Dress Up: Negotiating how to exist between different identities and cultures

Photo source: @imaginingtheholy. Photographer: Thomas Abercrombie (1974-1975)

Photo source: @imaginingtheholy. Photographer: Thomas Abercrombie (1974-1975)

Words by Ayat Al-Muhaisen, Edited by Noor Palette

I would often meet my mother at the end of the narrow hallway of our Amman home. A dominating presence despite her petite stature, my mother faced me in her signature stance - a subtle lean to the right, with one hand placed on her lowered hip. The crop top and leggings, she informed me, could not be worn together. I needed to wear either a longer shirt or a looser pair of pants. Ma biseer ya Ayat, this is not okay, too much, hada el wade3 kteer la Amman, in Amman I won’t allow this, yalla go change habibti before your Baba sees this nonsense. My repetitive protestations that I had zero alternatives, since any other option would seriously “ruin my look,” were again met with an austere stare. Although I knew the second I slipped in the outfit that I would be forced to change, I still tried to leave the house in this “inappropriate” look.
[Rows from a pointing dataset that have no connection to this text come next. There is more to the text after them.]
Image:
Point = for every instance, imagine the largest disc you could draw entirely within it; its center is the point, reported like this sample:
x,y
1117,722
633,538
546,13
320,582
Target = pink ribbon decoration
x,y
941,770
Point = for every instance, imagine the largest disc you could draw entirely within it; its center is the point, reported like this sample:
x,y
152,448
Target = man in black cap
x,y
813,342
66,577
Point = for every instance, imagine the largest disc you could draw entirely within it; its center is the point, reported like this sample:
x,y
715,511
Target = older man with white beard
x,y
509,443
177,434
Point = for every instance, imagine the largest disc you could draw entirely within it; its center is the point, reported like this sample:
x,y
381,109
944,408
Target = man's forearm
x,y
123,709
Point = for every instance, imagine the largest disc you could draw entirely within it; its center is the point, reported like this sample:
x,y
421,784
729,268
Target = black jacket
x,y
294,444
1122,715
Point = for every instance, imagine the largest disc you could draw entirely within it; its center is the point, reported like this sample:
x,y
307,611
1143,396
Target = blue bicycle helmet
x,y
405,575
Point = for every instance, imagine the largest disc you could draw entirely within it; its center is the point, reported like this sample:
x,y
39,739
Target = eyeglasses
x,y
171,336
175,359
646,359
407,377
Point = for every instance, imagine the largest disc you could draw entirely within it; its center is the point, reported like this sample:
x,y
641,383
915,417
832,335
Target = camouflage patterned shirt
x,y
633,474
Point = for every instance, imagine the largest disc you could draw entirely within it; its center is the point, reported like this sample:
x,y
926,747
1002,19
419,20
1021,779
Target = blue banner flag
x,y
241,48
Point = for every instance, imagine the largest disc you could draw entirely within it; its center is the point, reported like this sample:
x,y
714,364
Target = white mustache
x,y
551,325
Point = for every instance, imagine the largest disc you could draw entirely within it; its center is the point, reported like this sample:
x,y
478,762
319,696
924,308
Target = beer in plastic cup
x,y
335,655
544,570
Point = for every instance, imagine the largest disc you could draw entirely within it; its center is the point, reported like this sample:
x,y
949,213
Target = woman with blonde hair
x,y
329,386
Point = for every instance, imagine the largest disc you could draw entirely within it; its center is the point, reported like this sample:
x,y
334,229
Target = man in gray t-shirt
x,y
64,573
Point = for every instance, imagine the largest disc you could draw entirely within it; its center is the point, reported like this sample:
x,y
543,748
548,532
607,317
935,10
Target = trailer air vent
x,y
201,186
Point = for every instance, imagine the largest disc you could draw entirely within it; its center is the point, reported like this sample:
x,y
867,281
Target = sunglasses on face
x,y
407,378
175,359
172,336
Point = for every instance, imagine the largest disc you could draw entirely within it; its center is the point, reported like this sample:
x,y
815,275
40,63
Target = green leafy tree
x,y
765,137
Confrontations of this sort between my mother and me were routine (and are still ongoing today, albeit the argument has become more subtle); during holidays spent back home in Amman, I would test the waters and push the boundaries of my physical appearance - how much Vancouver can I bring in?

Nevertheless, this type of style play was not exclusive to my time in Amman. Once back in Vancouver, I also engaged in style play as I attempted to cultivate a “Western” look by embracing the athletic-leisure style that my peers seemed to value while also trying to find ways to mark my Arab ethnic identity through the body. The latter project usually involved heavily adorning myself with jewellery. To assert my Jordanian identity, I wore rings on every finger, stacked eight or so necklaces on top of one another, and let large gold hoop earrings dangle near my face. The Arabic calligraphy that was part of almost every piece’s design was a purposeful tactic - yes I am Muslim, yes I am Arab. Baba would chuckle at the excessiveness of it all as I left for school in the morning; waaaaaal, why so much ‘Allah’ around your neck! Mama thought it was sweet; wear it all, the eye and ‘Allah’ will protect you.

From a young age, I used what communications scholar Emily Zaslow calls style play as an identity project - sometimes conforming to and sometimes refusing normative femininities. It was, and still is, through my clothed body that I began to negotiate and control my uncertain identity.

In dressing ourselves, young Arab women engage with multiple social discourses of (Islamic) modesty/piety, sexuality, tradition, modernity, social class, and proper-improper femininity. Through such engagements, we negotiate lived tensions involving pleasure and anxiety, self-expression and regulation, dressing “for oneself” and for (internalised) others.

Playing with our appearances is far from frivolous - in fact, these bodily tactics are rife with socio-political meaning as we negotiate how to exist between different identities and cultures as well as consider how we may contribute to the intimate, generational communities of care that are built and maintained, among Arab women, through ~beautification~ processes.

Growing up, I would often sit in my mother’s room as she got ready for an evening out. Laying out all of her “options” on her bed, Mama always asked for my opinion and together, we would build her “final look.” While posing with my mother's handbags was exhilarating, the more special moments were when Mama and I sat together on her bedroom carpet, looking through her jewellery collection.

Image by @Nawarrr

Image by @Nawarrr

With each piece of jewellery came a story that Mama would share with me. Dangling a charm bracelet that she had collected pieces for all throughout her teenage years close to my face, Mama told the story of each charm - where she bought it, what it meant, etc. I felt a strong sense of pride as I was invited into her past. Mama showed me pieces of jewellery that she had received from aunts, uncles, and parents over the years. To this day, Mama remains most proud of the pieces that were handed down to her by her mother, pieces that once belonged to her grandmother - Jedda Rajha, the woman Mama is named after. From a young age, I sensed how Mama draws connections to her maternal lineage through the pieces of jewellery that dangle from her neck, ears, and wrists. In adorning herself with her grandmother’s jewels, Mama connects herself to a woman she never met but seems to fiercely know and love.

I learnt about my own mother, grandmother, and great-grandmother through the simple moments spent sitting on Mama’s carpet trying on jewelry. I stay connected to the matriarchs of my family through treasures passed down to me by my mothers.

Photo source: @imaginingtheholy. Photographer: Thomas Abercrombie (1974-1975)

Photo source: @imaginingtheholy. Photographer: Thomas Abercrombie (1974-1975)

I consider these bedroom moments crucial to discussions of mother-daughter relations in Arab society. Far from frivolous, these practices of material exchange work to cultivate and maintain a sense of identity and belonging among women in Arab society. Considering how in Arab (specifically Muslim) society, name nationality, and inheritance are passed on through the father, these intimate networks of exchange are perhaps the only ways in which Arab mothers are able to ensure that a maternal lineage and identity is preserved.